Woran es aus meiner Sicht vor allem hapert, ist, dass das im Grundgesetz garantierte Recht auf Bürgermitwirkung und -souveränität de facto nicht eingelöst ist. Wenn Parteien Wahlversprechen brechen – und da fällt mir jüngst vor allem die GAL ein, die mit der Zustimmung zum Kohlekraftwerk Moorburg und dem Plan neuer Autobahntrassen quer durch Wilhelmsburg gleich mehrfach gegen eherne grüne Grundsätze verstößt –, dann kann man sie abwählen. Wenn Senatsmitglieder Prinzipien ehrbarer Kaufleute missachten, wenn ManagerInnen ganze Betriebe gegen den Baum setzen und aus der Insolvenz noch mit millionenschweren Abfindungen hervorgehen, dann läuft etwas grundlegend schief in dieser Stadt und in diesem Land. Wenn die CDU vor einigen Jahren schlicht das Ergebnis einer Volksbefragung übergeht – ich meine die Abstimmung, bei der sich drei Viertel der hamburgischen Bevölkerung gegen den Verkauf des Landesbetriebes Krankenhäuser ausgesprochen hatten –, wenn der amtierende Senat aus CDU und GAL ein Bürgerbegehren in Sachen Erhalt der Kleingärten in Altona aushebelt, dann missachten diese Parteien und der Senat den Willen der BürgerInnen. Und tragen damit zur allgemeinen Politik- und Parteienverdrossnenheit bei.

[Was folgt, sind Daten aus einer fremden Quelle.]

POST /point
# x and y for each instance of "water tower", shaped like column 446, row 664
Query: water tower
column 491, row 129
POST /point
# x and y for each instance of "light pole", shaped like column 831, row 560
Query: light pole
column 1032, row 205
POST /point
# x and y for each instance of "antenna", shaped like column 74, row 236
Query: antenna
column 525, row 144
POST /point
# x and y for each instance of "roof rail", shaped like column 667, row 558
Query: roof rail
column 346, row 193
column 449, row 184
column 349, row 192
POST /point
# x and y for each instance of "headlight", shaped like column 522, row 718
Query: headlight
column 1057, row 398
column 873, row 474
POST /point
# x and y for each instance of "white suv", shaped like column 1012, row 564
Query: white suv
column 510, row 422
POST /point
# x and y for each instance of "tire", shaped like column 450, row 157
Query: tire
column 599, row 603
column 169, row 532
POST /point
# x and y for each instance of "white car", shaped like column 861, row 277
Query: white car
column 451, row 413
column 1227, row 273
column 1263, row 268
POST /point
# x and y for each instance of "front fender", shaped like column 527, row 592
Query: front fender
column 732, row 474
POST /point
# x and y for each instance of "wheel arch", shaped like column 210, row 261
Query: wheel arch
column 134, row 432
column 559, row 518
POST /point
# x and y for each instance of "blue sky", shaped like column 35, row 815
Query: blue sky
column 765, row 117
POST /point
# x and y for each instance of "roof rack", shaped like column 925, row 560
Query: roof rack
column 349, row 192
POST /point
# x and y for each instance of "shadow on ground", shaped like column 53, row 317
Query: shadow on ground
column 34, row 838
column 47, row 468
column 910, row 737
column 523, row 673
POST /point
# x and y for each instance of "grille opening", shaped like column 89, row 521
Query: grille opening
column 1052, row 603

DIE LINKE und auch ich persönlich sind angetreten, mit dieser Politik Schluss zu machen. Das ist im politischen Alltag nicht immer einfach, ist aber zweifellos ein wesentliches Motiv für viele Mitglieder und Funktionsträger der LINKEN, die sich – teilweise – zum ersten Mal in die Politik einmischen und die Entscheidungen nicht „den anderen“ überlassen wollen. Dies gilt nicht zuletzt auch für außenpolitische Fragen, insbesondere den seit den neunziger Jahren anhaltenden und immer mehr ausgeweiteten Einsatz der Bundeswehr in anderen Ländern. Für mich – und da sieht sich gerade DIE LINKE in der Tradition von Frieden, Abrüstung und Verhinderung einer neuerlichen militärischen Großmachtrolle – ist die Stationierung von bundesdeutschen Truppenverbänden im Ausland und erst recht der Kriegseinsatz ein unverzeihlicher Fehler, der mit dem Konsens nach 1945 – nie wieder Krieg und Militäreinsatz von deutschem Boden aus – gebrochen hat.

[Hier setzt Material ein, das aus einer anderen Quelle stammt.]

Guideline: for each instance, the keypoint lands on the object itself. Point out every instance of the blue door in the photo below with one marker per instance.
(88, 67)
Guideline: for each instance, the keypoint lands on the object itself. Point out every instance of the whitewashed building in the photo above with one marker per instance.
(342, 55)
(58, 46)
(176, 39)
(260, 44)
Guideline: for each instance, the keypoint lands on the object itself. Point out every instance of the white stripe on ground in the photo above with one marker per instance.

Angesichts der Vielzahl Ihrer Fragen und der angesprochenen Problemkreise möchte ich Ihnen empfehlen, auch einmal die Grundsatzpapiere der LINKEN zu studieren. Dort finden Sie natürlich noch viel detailliertere Forderungen zu vielen der von Ihnen aufgeworfenen Fragen. Wenn Sie an meiner persönlichen Arbeit als Bürgerschaftsabgeordneter interessiert sind, maile ich Ihnen auch gerne meinen etwa zweiwöchentlich erscheinenden BürgerInnenbrief zu. Sie können diesen Materialien sicherlich weitere Antworten oder vielleicht auch Anregungen entnehmen, die ich jetzt aus zeitlichen Erwägungen nicht alle ausführlich erwähnen kann. Ich hoffe dennoch, Ihnen zumindest ein paar Aspekte meines persönlichen Herangehens an Ihre Punkte verdeutlicht zu haben. Besonders wichtig ist mir, dies als Credo meiner Ausführungen: Wir brauchen mehr Transparenz in der Gesellschaft, mehr BürgerInnenbeteiligung und eine ehrliche, verlässliche Politik, die allen Menschen ein vernünftiges Einkommen, gesicherte Lebens-, Arbeits- und Wohnverhältnisse einräumt – nicht nur den Reiche(re)n!